The answers to these questions is determined by your implementation of the Storable trait. As a reminder, storing a type in the StableBTreeMap requires implementing the Storable trait, which is defined as follows:

pub trait Storable {
    /// Converts an element into bytes.
    fn to_bytes(&self) -> Cow<[u8]>;

    /// Converts bytes into an element.
    fn from_bytes(bytes: Vec<u8>) -> Self;
}
  • If you have different versions of the same type, then your from_bytes implementation should detect these different versions and deserialize them accordingly.
  • I would avoid backfilling if possible as that adds unnecessary complications. Instead, consider making your new field optional or assigning a default value.

@mparikh shared a great example using protobuf. Alternatively, if you’re using a data format in the Storable trait that relies on serde, such as ciborium, then you can add easily add a new field by adding the #[serde(default)] directive.

Here’s an example where we add a new field c to the struct. serde will use the default value of c here, which is 0 in the case of u64:

// Before
struct Data {
  a: u64,
  b: u64,
}

// After
struct Data {
  a: u64,
  b: u64,

  #[serde(default)]
  c: u64, // old structs without this field will have a value of zero here.
}

// Or
struct Data {
  a: u64,
  b: u64,

  #[serde(default)]
  c: Option<u64>, // old structs without this field will have a `None` here.
}
3 Likes

Thank you so much for the detailed example. Definitely clarified what you pointed towards earlier.

Got it. This answers my question completely.

Am definitely leaning more towards providing defaults instead of doing more optional value checks at the call site. But depends on the field as well.

I’m following along with the quick start example you provided above, so these instructions work really well for me as my implementation uses the exact same dependencies and mechanisms for serialization and deserialization.

Thank you so much for clarifying.

@saikatdas0790 or anyone else

I’m just wondering how much stable memory are people effectively utilizing in practice?
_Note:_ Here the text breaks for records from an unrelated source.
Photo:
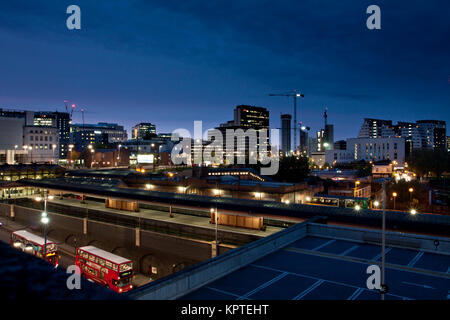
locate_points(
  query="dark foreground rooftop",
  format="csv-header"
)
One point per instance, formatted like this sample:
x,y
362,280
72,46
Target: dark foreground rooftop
x,y
316,268
315,261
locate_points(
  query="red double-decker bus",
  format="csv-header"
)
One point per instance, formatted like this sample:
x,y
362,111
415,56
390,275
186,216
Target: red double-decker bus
x,y
105,268
33,244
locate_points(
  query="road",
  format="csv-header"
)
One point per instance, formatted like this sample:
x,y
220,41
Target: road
x,y
65,252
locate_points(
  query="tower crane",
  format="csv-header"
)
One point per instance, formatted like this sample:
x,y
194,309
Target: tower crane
x,y
295,95
67,109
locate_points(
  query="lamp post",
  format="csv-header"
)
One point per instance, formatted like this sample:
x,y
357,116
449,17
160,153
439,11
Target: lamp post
x,y
356,186
92,161
383,242
394,194
44,219
54,148
118,156
411,190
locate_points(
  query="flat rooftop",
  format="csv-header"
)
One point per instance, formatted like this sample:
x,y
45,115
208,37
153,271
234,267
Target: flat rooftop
x,y
319,268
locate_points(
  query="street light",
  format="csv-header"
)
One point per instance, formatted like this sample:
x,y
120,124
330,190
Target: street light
x,y
394,194
45,221
92,152
411,190
214,211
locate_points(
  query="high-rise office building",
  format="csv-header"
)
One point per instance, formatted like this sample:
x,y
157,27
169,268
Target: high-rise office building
x,y
433,133
372,128
286,134
49,119
246,117
144,131
251,117
83,135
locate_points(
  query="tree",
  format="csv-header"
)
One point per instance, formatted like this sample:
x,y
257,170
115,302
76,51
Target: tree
x,y
429,161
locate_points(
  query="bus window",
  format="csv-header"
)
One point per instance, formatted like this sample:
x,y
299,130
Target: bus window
x,y
126,266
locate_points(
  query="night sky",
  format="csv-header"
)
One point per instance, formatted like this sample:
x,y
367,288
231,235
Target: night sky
x,y
173,62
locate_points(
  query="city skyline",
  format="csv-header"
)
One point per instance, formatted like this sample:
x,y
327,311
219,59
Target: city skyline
x,y
125,63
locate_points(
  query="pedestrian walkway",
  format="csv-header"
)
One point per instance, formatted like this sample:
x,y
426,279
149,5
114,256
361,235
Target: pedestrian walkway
x,y
190,220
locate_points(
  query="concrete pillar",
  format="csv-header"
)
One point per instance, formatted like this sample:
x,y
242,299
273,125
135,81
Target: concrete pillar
x,y
84,225
214,248
12,212
138,237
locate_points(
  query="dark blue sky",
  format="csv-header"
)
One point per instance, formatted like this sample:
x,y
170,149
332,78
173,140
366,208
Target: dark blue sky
x,y
173,62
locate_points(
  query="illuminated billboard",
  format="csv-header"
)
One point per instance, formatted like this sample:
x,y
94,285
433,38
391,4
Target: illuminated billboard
x,y
145,158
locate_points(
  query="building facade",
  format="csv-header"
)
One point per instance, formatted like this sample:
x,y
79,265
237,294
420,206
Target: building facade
x,y
143,131
357,149
286,134
83,135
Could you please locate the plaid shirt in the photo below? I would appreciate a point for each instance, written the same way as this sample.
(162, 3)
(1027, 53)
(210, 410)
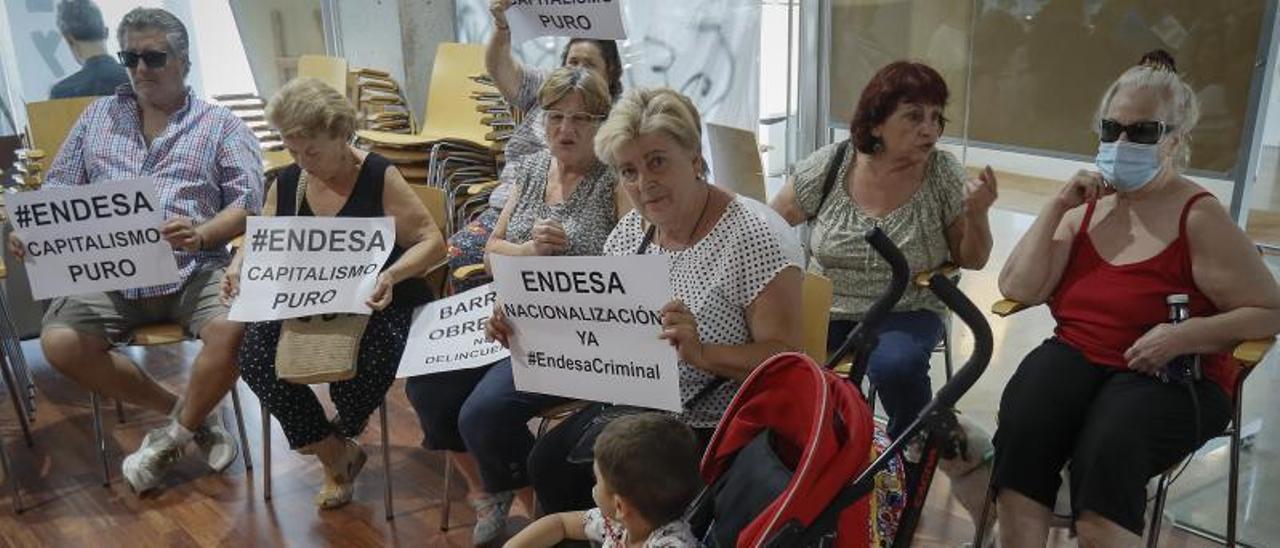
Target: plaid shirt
(205, 161)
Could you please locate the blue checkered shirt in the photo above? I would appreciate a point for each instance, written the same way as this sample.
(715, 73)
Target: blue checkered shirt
(205, 161)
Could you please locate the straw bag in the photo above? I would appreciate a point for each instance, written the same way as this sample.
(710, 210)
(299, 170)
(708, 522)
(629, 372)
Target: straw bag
(319, 348)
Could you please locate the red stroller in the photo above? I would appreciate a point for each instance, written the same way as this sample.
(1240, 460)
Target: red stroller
(787, 464)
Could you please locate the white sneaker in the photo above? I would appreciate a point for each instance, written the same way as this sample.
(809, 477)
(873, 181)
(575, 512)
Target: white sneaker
(156, 455)
(216, 446)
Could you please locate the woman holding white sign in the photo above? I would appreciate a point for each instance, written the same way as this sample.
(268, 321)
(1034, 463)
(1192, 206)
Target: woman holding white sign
(520, 85)
(736, 295)
(332, 178)
(563, 201)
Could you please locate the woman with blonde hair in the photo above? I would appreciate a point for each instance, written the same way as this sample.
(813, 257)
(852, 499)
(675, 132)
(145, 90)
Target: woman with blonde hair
(338, 179)
(563, 201)
(736, 296)
(1121, 392)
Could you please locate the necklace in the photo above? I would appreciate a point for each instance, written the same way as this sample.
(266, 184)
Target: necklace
(702, 215)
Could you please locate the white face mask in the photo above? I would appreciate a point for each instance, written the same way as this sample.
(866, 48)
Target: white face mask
(1128, 165)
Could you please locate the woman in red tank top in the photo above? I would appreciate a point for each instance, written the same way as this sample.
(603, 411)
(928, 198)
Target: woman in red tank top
(1091, 396)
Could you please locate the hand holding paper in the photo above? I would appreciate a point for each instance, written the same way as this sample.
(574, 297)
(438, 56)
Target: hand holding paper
(530, 19)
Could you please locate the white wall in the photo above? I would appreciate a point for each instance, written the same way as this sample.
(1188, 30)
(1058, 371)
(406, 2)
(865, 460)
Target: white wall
(1271, 136)
(371, 35)
(424, 24)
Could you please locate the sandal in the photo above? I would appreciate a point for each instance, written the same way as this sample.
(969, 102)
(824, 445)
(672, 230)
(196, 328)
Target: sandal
(490, 516)
(339, 482)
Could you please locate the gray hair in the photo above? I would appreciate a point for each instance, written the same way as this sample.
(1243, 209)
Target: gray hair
(158, 19)
(1180, 106)
(81, 19)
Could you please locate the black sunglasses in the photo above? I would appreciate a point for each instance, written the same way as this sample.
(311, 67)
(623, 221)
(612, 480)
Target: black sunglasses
(1139, 132)
(154, 59)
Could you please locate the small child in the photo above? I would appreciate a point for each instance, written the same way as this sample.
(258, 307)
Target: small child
(645, 475)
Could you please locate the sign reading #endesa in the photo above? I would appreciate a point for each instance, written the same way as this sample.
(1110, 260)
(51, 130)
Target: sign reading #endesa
(588, 328)
(92, 238)
(306, 265)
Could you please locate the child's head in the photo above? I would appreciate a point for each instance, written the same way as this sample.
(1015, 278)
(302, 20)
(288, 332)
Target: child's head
(645, 466)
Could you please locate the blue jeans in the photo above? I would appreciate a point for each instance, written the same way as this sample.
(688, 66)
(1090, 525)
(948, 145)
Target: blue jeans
(899, 366)
(480, 411)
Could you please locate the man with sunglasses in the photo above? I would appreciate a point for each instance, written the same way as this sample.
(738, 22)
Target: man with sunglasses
(208, 172)
(81, 24)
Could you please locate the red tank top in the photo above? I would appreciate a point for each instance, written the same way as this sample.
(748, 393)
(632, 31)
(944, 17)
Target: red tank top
(1102, 309)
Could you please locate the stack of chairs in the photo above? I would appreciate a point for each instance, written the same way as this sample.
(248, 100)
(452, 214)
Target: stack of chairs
(251, 109)
(456, 149)
(380, 101)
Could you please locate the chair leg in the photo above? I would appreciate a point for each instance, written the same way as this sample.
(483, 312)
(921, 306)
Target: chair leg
(13, 347)
(12, 478)
(387, 461)
(100, 437)
(266, 455)
(946, 346)
(448, 476)
(1233, 475)
(16, 393)
(979, 528)
(240, 427)
(1157, 511)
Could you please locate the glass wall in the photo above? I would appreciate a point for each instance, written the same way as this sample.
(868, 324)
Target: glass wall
(1036, 69)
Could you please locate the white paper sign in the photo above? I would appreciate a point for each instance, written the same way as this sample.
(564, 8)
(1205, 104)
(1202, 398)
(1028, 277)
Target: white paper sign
(305, 265)
(588, 328)
(448, 334)
(598, 19)
(92, 238)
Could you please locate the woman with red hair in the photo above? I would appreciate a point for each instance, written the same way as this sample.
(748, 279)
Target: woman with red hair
(890, 174)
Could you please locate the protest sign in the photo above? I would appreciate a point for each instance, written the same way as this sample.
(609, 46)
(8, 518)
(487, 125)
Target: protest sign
(448, 334)
(588, 328)
(598, 19)
(306, 265)
(92, 238)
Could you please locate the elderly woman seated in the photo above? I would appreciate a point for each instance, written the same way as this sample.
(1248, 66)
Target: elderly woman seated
(891, 174)
(1109, 254)
(563, 201)
(337, 179)
(520, 86)
(736, 295)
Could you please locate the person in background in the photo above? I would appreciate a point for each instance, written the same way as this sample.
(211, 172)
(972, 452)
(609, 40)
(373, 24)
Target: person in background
(316, 124)
(1106, 254)
(645, 476)
(519, 85)
(891, 174)
(208, 173)
(81, 24)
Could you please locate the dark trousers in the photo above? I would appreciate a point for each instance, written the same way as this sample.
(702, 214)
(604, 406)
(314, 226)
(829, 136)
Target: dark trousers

What I mean is: what is your ratio of:
stored data size / allocated stable storage for that data

I have found that by implementing Storable with Bounded fixed size that is not a nice multiple of the default bucket size, my utilization is 60%. That is, I stored 6GB of data but the size of the virtual memory is 10GB.

That’s quite low, so we need to take into account the size of our values and possibly choose a custom bucket size.

@ielashi
Are there any plans for further customization of default chunk sizes and perhaps other optimazition options?

@Samer Perhaps this question belongs better to a separate topic. Can you share the structure you’re storing? I don’t there’s much of a correlation between your utilization percentage and the bucket size of the memory manager. What is strongly correlated is the page size that’s used internally in BTreeMap, which can be different depending on the type you’re storing.